Major rail strike possible - News in brief - Evening Standard
       

Major rail strike possible

The biggest dispute on the railways for more than a decade looks more likely as the industry's biggest union called a strike by signallers and maintenance staff and decided to ballot thousands of Network Rail workers for industrial action.

Hundreds of workers in Scotland, Cumbria and Lancashire will walk out for 24 hours on July 6 in separate disputes over pay, causing chaos for passengers in parts of the country.

The Rail Maritime and Transport union also decided to hold a strike ballot among its 15,000 NR members over the "scandalous" treatment of workers.

The disputes involve 119 RMT members based in the area of the Grayrigg rail accident in Cumbria who have had their £400 Network Rail bonus withheld, and more than 400 Scottish signallers whose bonus has been docked after they went on strike earlier this year.

The Scottish workers voted by 186 to 116 to strike, a majority of 62%, while maintenance workers in Lancashire and Cumbria backed action by 184 to 37, a majority of 83%.

RMT general secretary Bob Crow told his union's annual conference in Edinburgh that Network Rail had acted "appallingly" and warned that workers' pay would come under increasing pressure every time there was an incident unless the union acted now.

"We have been trying to get management to reconsider their position but the bosses have said they will not talk to us. Our members have been treated appallingly by Network Rail. What has happened in Scotland means that any group of workers going on strike could lose their bonus.

"Our members have made it clear that they will not stand by and accept the blatant unfairness in the application of bonuses."

Mr Crow raised the prospect of rail strikes on the same day as industrial action by postal workers, who will walk out on Friday in a another row over pay. The 60 delegates at the conference unanimously agreed to ballot all 15,000 RMT members at NR, with a result expected in the next few weeks.

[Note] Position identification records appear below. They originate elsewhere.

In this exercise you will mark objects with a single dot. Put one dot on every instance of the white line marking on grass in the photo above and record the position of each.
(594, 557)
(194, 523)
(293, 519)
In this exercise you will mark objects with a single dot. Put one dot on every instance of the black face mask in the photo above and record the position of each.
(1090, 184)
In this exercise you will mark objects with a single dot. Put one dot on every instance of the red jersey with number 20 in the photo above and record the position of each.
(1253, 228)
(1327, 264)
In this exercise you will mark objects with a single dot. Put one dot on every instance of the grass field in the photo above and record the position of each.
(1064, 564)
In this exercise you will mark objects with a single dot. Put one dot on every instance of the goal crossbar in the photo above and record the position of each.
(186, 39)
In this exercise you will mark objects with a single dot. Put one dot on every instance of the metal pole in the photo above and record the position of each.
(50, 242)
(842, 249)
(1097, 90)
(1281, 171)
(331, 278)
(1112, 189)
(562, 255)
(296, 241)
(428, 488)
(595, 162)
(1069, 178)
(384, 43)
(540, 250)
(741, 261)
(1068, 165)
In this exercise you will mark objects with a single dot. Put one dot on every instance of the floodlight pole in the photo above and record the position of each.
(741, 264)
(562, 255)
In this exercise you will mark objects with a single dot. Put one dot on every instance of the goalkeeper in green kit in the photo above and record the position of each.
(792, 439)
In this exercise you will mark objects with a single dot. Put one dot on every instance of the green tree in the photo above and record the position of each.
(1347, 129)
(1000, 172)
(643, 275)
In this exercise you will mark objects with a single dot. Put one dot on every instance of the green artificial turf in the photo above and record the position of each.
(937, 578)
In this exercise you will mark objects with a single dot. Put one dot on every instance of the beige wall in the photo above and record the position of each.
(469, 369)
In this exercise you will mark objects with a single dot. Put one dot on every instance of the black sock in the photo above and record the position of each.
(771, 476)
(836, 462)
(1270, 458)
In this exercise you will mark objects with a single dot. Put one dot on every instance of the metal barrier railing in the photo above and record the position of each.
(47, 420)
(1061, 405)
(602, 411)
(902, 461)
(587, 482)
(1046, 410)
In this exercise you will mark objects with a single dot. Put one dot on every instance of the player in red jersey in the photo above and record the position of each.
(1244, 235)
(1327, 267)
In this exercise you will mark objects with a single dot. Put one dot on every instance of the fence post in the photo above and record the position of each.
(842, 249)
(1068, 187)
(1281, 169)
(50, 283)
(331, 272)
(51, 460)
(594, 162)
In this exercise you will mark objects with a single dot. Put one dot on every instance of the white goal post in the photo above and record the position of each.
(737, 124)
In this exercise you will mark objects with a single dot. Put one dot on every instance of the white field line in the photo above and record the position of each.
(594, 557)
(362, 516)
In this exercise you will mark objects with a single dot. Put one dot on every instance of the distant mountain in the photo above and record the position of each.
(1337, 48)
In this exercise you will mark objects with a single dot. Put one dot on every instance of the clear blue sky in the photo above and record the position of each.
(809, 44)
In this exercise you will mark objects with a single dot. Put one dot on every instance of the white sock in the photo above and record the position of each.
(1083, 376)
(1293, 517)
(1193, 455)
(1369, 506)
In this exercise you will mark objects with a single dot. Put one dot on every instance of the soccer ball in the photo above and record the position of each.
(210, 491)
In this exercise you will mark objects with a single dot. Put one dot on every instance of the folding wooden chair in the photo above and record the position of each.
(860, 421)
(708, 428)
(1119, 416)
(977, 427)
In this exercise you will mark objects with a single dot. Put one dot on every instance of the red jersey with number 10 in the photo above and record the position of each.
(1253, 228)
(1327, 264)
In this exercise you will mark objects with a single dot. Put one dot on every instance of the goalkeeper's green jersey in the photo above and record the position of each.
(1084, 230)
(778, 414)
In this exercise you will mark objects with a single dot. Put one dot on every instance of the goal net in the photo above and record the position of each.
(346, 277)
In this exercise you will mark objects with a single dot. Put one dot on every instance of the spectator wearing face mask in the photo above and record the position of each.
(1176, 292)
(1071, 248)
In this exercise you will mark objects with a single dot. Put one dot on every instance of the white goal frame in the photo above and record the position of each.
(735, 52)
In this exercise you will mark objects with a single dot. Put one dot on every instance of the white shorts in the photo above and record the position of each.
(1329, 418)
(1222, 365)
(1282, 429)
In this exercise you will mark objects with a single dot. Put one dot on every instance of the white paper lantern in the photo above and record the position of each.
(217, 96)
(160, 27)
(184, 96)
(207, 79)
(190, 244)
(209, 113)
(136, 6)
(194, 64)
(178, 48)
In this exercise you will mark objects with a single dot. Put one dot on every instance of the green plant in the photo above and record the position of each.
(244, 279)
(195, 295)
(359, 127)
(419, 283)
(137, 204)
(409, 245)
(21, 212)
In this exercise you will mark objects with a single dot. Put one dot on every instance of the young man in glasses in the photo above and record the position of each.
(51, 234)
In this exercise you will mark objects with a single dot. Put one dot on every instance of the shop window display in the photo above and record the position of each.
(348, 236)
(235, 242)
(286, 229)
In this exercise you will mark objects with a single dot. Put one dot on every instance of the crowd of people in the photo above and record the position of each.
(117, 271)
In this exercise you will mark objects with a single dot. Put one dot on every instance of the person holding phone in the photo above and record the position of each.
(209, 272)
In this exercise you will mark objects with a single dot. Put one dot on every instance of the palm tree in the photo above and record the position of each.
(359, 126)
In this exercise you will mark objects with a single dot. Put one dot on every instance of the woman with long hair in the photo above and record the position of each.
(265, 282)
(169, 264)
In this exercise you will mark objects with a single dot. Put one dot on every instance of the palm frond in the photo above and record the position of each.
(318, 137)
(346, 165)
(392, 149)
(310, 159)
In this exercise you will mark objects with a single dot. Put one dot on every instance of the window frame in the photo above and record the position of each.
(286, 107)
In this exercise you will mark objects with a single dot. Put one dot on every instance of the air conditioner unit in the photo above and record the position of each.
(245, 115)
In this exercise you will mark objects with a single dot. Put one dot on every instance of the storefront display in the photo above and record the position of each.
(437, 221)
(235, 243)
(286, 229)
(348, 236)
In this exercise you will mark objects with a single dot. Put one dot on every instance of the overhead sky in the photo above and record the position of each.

A strike by Scottish signallers will severely affect passenger services, officials believe. Network Rail chief executive John Armitt said: "On behalf of all rail users, we are angered and extremely disappointed by the RMT's plans for an unnecessary strike. Time and again, this union adopts an outdated and divisive approach to managing employee relations which will, once again, serve to punish and inconvenience passengers and rail users."